We could never earn our way into God’s family, but Jesus Christ willingly paid the penalty on our behalf.
1 PETER 1:3-5
Corinth was a city characterized by sexual immorality and many other forms of ungodliness. (See 1 Cor. 6:9-11.) Believers there had once been like their fellow citizens—filled with greed, envy, wickedness, deceit, anger, and malice. But now they were new creations in Christ, indwelt by the Holy Spirit and adopted into the family of God. The Corinthian lifestyle no longer matched who they’d become in Jesus.
In that passage from 1 Corinthians, Paul reminded the believers not to be influenced by their culture or old patterns of thinking. The apostle was not warning them that they might miss out on the kingdom. Instead, he was encouraging them to abandon their old ways and bring their behavior in line with who they really were—children of God.
We, too, should know salvation is permanent and faith should positively affect conduct. What’s more, understanding the basis for our salvation—Jesus’ finished work on the cross—banishes fear and fills us with hope.
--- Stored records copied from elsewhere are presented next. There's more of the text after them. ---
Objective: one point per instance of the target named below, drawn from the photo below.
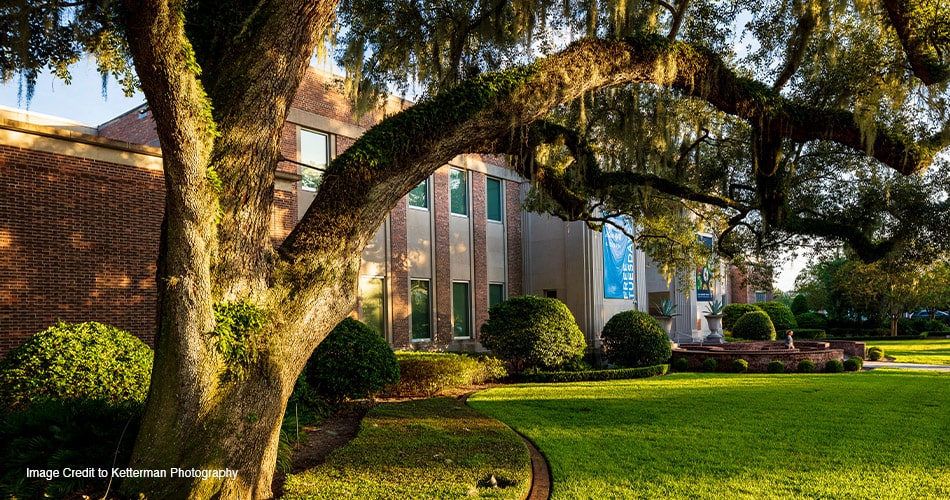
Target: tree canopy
(758, 121)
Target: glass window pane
(419, 291)
(458, 191)
(314, 150)
(460, 311)
(496, 293)
(493, 199)
(419, 196)
(372, 305)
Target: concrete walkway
(870, 365)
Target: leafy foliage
(781, 316)
(533, 332)
(76, 361)
(754, 325)
(635, 339)
(352, 362)
(60, 434)
(732, 312)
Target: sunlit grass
(854, 435)
(923, 351)
(435, 448)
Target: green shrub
(834, 366)
(754, 325)
(76, 361)
(809, 333)
(775, 366)
(811, 320)
(732, 313)
(60, 434)
(781, 316)
(431, 373)
(875, 353)
(352, 362)
(634, 339)
(681, 364)
(853, 364)
(533, 332)
(800, 306)
(806, 366)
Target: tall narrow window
(421, 310)
(314, 151)
(461, 311)
(493, 199)
(372, 303)
(419, 196)
(458, 191)
(496, 293)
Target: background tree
(239, 318)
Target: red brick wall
(78, 242)
(131, 127)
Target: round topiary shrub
(853, 364)
(533, 332)
(681, 365)
(781, 316)
(800, 305)
(76, 361)
(634, 339)
(775, 366)
(834, 366)
(806, 366)
(352, 362)
(754, 325)
(740, 366)
(732, 313)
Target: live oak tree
(544, 81)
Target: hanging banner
(619, 269)
(704, 275)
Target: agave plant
(715, 307)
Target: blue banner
(619, 268)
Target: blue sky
(81, 101)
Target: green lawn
(923, 351)
(879, 434)
(434, 448)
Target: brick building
(81, 209)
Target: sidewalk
(870, 365)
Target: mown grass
(434, 448)
(923, 351)
(880, 434)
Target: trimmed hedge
(432, 373)
(732, 313)
(533, 332)
(781, 316)
(353, 362)
(754, 325)
(77, 361)
(595, 375)
(634, 339)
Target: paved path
(870, 365)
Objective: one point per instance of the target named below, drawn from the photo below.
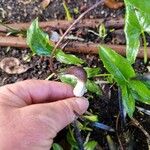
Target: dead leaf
(12, 65)
(45, 3)
(113, 4)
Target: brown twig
(113, 4)
(71, 26)
(64, 24)
(77, 47)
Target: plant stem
(67, 31)
(145, 47)
(78, 135)
(116, 23)
(77, 47)
(103, 75)
(121, 107)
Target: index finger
(40, 91)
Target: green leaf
(117, 65)
(68, 15)
(142, 5)
(144, 20)
(37, 40)
(132, 33)
(92, 72)
(93, 87)
(140, 91)
(68, 58)
(91, 145)
(57, 147)
(128, 100)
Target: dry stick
(77, 47)
(74, 23)
(64, 24)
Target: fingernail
(83, 104)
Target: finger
(57, 115)
(39, 91)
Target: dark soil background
(105, 106)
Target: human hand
(32, 112)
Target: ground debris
(12, 65)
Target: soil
(106, 106)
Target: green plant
(123, 73)
(40, 44)
(137, 22)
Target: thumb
(56, 115)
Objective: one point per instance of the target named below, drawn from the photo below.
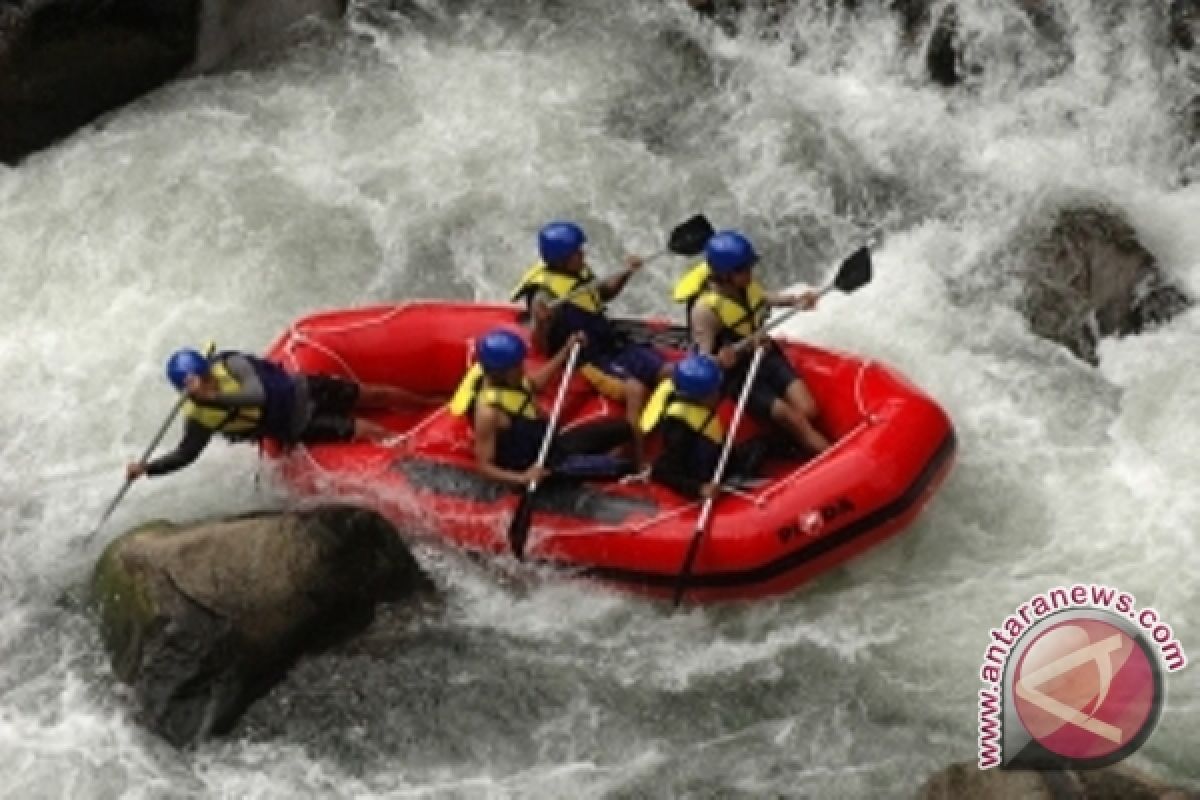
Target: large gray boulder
(1116, 782)
(64, 62)
(1087, 276)
(203, 620)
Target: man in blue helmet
(684, 410)
(727, 305)
(499, 398)
(246, 398)
(563, 299)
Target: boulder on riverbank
(1116, 782)
(202, 620)
(1087, 276)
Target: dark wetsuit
(318, 408)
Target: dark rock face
(1117, 781)
(1087, 276)
(204, 620)
(63, 62)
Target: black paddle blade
(519, 529)
(689, 238)
(855, 271)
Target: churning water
(413, 154)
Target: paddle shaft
(544, 452)
(706, 511)
(145, 457)
(779, 320)
(616, 276)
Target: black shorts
(775, 374)
(333, 395)
(333, 409)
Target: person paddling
(246, 398)
(729, 305)
(499, 400)
(563, 300)
(683, 409)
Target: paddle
(853, 274)
(145, 456)
(519, 528)
(706, 512)
(687, 239)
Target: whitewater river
(414, 155)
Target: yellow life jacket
(664, 403)
(741, 320)
(693, 282)
(517, 402)
(232, 421)
(737, 318)
(559, 284)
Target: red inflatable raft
(893, 447)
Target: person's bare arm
(541, 316)
(546, 372)
(487, 423)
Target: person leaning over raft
(246, 398)
(563, 300)
(684, 410)
(498, 397)
(727, 305)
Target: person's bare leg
(369, 429)
(798, 426)
(801, 400)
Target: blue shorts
(641, 362)
(771, 383)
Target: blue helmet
(499, 350)
(696, 377)
(730, 252)
(183, 364)
(557, 241)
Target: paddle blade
(855, 271)
(689, 238)
(519, 529)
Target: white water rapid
(414, 155)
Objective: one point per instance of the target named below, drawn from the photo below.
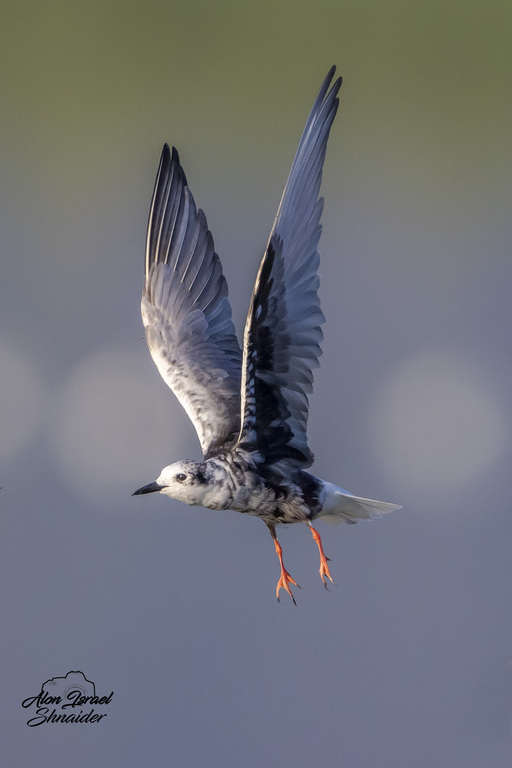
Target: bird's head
(186, 481)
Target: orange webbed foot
(284, 583)
(324, 567)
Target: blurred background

We could never earn our way into God’s family, nor could we pay our own sin debt. But our Lord and Savior Jesus Christ willingly paid the penalty on our behalf, satisfying divine justice and the Law’s demands (Rom. 3:25-26). To show the sacrifice was accepted, God raised Jesus to life and brought Him to heaven, where He reigns at the right hand of the Father (Mark 16:19).
What God has accomplished—pardoning our sins, giving us a new nature, and adopting us into His family—no one can undo. That gives us a living hope to sustain and uplift us all our days.